There are the slow rhythm of the nostalgic ''Ellington, Nineteen Hundred Forty and One'' and the beguiling melody of ''Dance of the Roses'' (''Roses of Picardy''), which Montand embellishes with a slow fox trot. His high kicks match the ''hidele hidele hidele'' of ''Luna Park'' and his Chevalier-like growl adds to its zest. In ''The Neighbor's Queen Cat,'' he mocks the affectations of people so obsessed with their cats (''Vive le chat, vive le chat'') that they ignore the world and its problems. His resonant baritone is an instrument of bold colors and delicate subtleties.
A song once inspired by Syracuse in Sicily becomes, in English translation, a tribute to Durango, Calamity Jane, ''Bogey,'' and Cyd Charisse. In ''Conductor in Love,'' a baton-wielding Montand sings the love story of how a classical conductor won the heart of Eugenia, who preferred Strauss to Beethoven. For laughs, Montand can joke about his English, lightly caution his orchestra leader , or chase a pretty blonde across the huge Met stage. As an entertainer, he epitomizes the casual manner and light touch of the seasoned music-hall star.
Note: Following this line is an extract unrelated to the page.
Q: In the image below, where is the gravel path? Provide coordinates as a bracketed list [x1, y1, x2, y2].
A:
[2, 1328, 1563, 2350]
''Old Time Song'' had the first-night audience joining in the rhythmic hand-clapping accompaniment - a tribute most opera stars have yet to enjoy. ''Autumn Leaves'' was one of several numbers greeted with applause as Montand's excellent on-stage combo played the introductory measures.
Other favorites of the evening were ''The Shoeshine Boys,'' with its double silhouette of Montand and drummer Andre Arpino, and the ebullient, fiercely intense ''In Paris,'' which brought the show to a stirring climax. The translation of the F. Lemarque lyric runs in part: ''Troubles are all over the world but in all the world/There's not often a Paris/That's the trouble. . . .''
The prelude to his present North American tour was Montand's triumphant return to music-hall performing and the Olympia Theater in Paris after a 13-year absence. The 12-week Olympia run was followed by a European tour and a return engagement at the Olympia.
After his seven New York performances, Montand will continue touring. He will visit Washington (the Kennedy Center Opera House), Sept. 14-15; Quebec, Sept. 17-20; Ottawa, Sept. 22-25; Sherbrooke, Quebec, Sept. 27-28; Montreal, Sept. 30-Oct. 8; San Francisco, Oct. 11-16; and Los Angeles, Oct. 17-19. After that Montand takes his chansons to Japan.